Energy developer Williams intends to split into two firms
The largest energy developer in western Colorado’s Piceance Basin intends to split into two companies, it said Wednesday.
Williams says it plans to create a separate, as-yet-unnamed exploration and production company, while keeping its pipeline and oil and gas processing assets. Separating the two will improve the focus of each, Williams said. It also will provide investors a choice between a high-dividend, moderate-risk investment in an infrastructure company and a higher-growth, higher-risk energy development investment, Williams said.
The separation of the exploration and production business into a second, publicly traded company is scheduled to be completed in 2012. It would result from a tax-free spinoff of up to 80 percent of ownership to Williams stockholders following an earlier initial public offering of up to 20 percent of common stock.
“At the time of the IPO, the company will have a name, but it’s just one of those many decisions that haven’t been made yet,” Williams spokeswoman Julie Gentz said.

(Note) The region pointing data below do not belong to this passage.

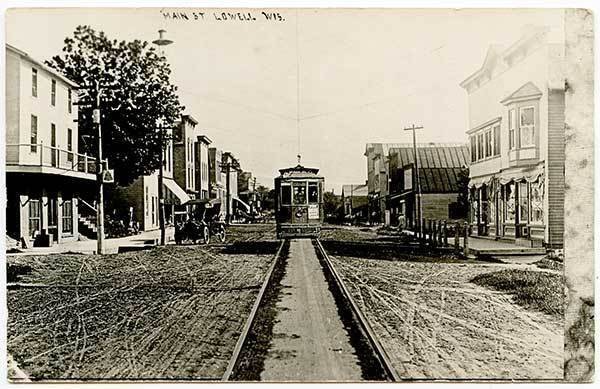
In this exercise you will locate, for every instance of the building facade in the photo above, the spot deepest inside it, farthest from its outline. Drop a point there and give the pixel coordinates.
(516, 133)
(441, 168)
(202, 166)
(378, 179)
(45, 175)
(140, 202)
(355, 202)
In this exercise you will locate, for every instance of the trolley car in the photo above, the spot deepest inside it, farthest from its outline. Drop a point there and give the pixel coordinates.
(299, 202)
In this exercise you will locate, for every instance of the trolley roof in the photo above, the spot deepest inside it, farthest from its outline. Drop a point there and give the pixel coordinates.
(299, 171)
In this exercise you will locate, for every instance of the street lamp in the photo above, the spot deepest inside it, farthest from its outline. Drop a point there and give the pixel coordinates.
(161, 42)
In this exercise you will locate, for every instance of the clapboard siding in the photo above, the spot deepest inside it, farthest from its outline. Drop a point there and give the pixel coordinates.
(555, 166)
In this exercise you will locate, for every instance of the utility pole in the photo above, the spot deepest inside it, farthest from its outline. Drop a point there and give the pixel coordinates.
(351, 202)
(227, 166)
(419, 205)
(161, 198)
(253, 203)
(160, 42)
(101, 249)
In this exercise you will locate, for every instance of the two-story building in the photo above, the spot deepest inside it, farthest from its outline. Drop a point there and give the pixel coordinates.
(516, 132)
(45, 174)
(378, 179)
(202, 146)
(440, 168)
(355, 202)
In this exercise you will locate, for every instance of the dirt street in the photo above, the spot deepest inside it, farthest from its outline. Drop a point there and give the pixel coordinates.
(310, 342)
(434, 323)
(166, 313)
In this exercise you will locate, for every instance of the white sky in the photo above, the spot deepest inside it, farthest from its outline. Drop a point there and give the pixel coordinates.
(363, 74)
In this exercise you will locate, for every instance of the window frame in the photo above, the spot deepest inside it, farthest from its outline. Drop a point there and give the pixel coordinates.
(512, 128)
(33, 131)
(34, 82)
(67, 218)
(36, 219)
(496, 140)
(527, 127)
(53, 93)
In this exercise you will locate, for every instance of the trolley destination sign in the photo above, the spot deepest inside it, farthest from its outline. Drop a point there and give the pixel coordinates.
(296, 195)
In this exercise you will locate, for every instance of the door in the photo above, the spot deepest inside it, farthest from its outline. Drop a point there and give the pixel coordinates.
(53, 151)
(53, 218)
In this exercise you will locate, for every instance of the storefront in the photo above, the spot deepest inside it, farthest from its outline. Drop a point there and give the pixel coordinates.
(509, 205)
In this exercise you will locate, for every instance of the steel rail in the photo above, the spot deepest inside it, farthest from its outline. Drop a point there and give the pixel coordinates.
(234, 360)
(364, 325)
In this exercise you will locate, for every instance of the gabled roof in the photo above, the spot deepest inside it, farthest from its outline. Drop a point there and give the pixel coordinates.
(41, 65)
(355, 190)
(491, 58)
(527, 91)
(496, 54)
(434, 156)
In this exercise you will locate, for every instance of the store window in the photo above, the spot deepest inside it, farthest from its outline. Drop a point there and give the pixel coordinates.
(509, 195)
(491, 196)
(313, 192)
(35, 217)
(286, 195)
(299, 192)
(67, 216)
(33, 137)
(537, 201)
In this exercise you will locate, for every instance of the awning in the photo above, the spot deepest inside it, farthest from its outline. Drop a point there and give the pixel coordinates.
(529, 174)
(243, 204)
(176, 190)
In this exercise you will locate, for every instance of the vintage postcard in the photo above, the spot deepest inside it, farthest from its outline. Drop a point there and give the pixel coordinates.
(299, 194)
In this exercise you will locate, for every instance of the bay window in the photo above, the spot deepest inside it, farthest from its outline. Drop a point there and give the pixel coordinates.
(496, 131)
(509, 195)
(511, 128)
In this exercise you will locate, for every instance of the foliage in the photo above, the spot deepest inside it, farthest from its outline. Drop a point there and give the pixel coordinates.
(136, 93)
(332, 204)
(533, 289)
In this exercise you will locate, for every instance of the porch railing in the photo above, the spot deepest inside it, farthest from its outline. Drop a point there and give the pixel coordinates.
(38, 154)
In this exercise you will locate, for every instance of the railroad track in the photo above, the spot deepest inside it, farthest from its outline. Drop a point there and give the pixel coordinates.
(363, 339)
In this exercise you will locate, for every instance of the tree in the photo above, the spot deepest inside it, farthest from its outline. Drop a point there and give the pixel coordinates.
(136, 93)
(331, 205)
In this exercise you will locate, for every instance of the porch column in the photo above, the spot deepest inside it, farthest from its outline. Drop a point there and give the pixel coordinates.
(44, 211)
(23, 210)
(59, 213)
(75, 216)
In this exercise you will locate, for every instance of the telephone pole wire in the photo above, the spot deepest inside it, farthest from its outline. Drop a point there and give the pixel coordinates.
(419, 205)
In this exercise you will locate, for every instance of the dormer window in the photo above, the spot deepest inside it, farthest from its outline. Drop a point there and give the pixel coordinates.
(527, 126)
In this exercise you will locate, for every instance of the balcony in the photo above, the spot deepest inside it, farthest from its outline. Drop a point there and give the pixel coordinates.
(42, 159)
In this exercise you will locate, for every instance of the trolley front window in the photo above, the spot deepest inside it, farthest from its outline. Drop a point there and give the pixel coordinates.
(286, 195)
(313, 192)
(299, 192)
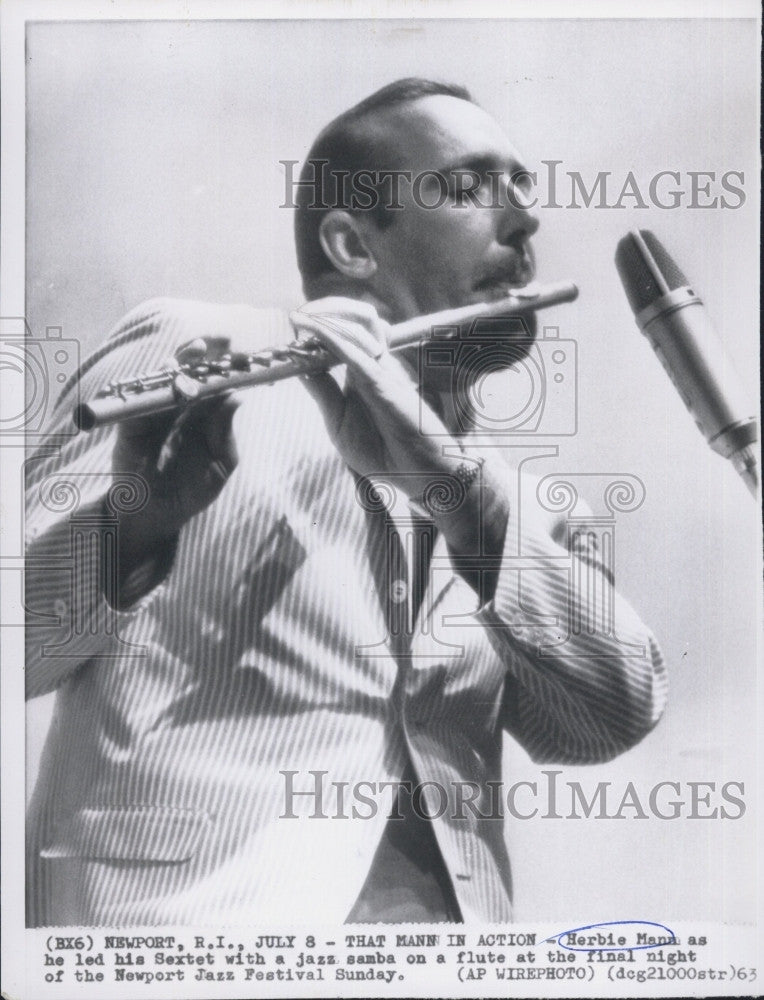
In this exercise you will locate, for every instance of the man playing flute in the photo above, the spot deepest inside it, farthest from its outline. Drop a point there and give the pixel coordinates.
(315, 631)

In western Colorado, Williams employs 190 people in exploration and production and 250 people in total, in addition to numerous contract workers. Gentz said she couldn’t address at this point how the split might affect local activity levels, and no changes would be happening immediately.

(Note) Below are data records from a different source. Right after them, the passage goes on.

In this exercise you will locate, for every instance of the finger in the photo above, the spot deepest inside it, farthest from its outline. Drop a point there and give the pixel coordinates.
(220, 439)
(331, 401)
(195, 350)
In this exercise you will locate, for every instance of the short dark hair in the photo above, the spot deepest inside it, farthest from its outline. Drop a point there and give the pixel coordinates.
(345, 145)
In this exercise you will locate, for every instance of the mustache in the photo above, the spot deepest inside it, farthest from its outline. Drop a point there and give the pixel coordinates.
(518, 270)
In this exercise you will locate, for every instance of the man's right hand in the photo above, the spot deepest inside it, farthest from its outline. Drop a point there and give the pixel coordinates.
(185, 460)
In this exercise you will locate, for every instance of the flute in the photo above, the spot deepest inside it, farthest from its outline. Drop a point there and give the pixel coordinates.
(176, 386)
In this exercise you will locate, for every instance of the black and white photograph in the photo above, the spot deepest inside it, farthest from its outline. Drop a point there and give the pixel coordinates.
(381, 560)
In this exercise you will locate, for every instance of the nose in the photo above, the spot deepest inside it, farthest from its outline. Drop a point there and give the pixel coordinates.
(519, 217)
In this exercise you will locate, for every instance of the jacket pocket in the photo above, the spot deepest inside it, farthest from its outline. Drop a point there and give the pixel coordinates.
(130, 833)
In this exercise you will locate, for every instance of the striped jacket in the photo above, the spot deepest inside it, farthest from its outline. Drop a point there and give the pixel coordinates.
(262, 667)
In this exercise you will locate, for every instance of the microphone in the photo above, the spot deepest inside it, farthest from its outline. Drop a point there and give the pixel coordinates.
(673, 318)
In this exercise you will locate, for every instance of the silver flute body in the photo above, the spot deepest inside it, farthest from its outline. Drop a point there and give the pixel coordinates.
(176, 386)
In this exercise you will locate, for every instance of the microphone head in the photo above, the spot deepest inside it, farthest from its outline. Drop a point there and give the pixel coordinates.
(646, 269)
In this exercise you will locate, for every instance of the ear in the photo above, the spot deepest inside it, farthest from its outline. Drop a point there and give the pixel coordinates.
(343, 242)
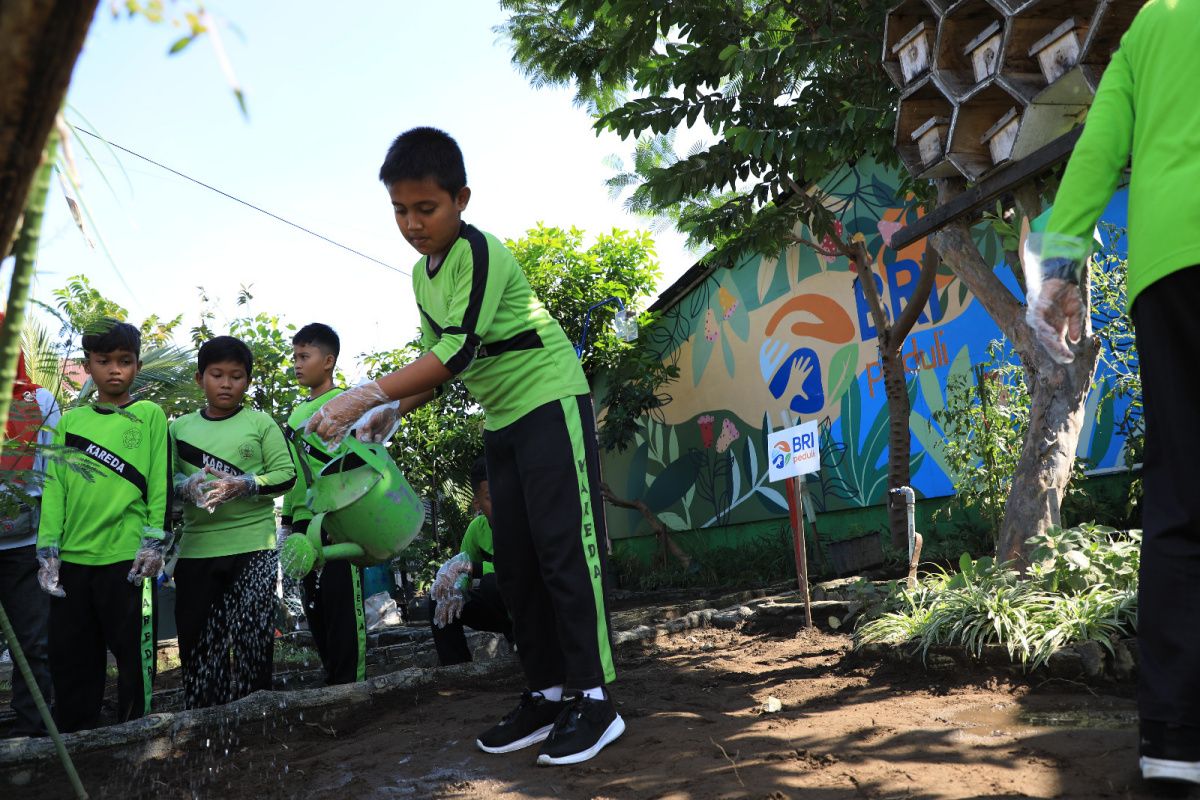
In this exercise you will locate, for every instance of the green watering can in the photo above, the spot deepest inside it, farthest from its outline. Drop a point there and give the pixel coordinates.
(364, 505)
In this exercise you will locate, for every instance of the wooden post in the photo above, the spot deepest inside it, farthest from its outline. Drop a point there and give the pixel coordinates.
(796, 509)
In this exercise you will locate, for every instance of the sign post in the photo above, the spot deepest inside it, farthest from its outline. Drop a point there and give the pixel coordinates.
(795, 452)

“For the most part, things will be business as usual,” Gentz said. “We’ll still be drilling, producing and developing. And the western Colorado community remains very important to Williams.”
Williams for years has been the most active natural gas developer in western Colorado in terms of numbers of rigs operated and amount of gas produced.
Based in Tulsa, Okla., Williams became involved in Piceance Basin gas development with its 2001 purchase of Barrett Resources Corp.
Last fall, Williams agreed to sell its Piceance Basin pipeline and gas plant system for $782 million to a partnership in which it holds a majority interest.
Carter Mathies of Clover Energy Services LLC in Grand Junction said it makes sense from shareholder and other perspectives to separate pipeline businesses, which by law can earn fixed rates of return on capital, from energy development ones, which are vulnerable to volatile oil and gas prices but also provide big growth opportunities.
“(Pipelines) are a safer bet, if you will, and often dividend-yielding, whereas exploration and production companies offer in my opinion far more upside but a higher level of risk,” he said
Mathies said Williams’ exploration and production side consists of a strong portfolio of oil and gas holdings that provide investment opportunities.
“The Piceance is certainly one of those where they have the economies of scale to keep pounding out a nice profit over time,” he said.
The split doesn’t require a shareholder vote but is subject to regulatory review, the final consent of the Williams board and other approvals.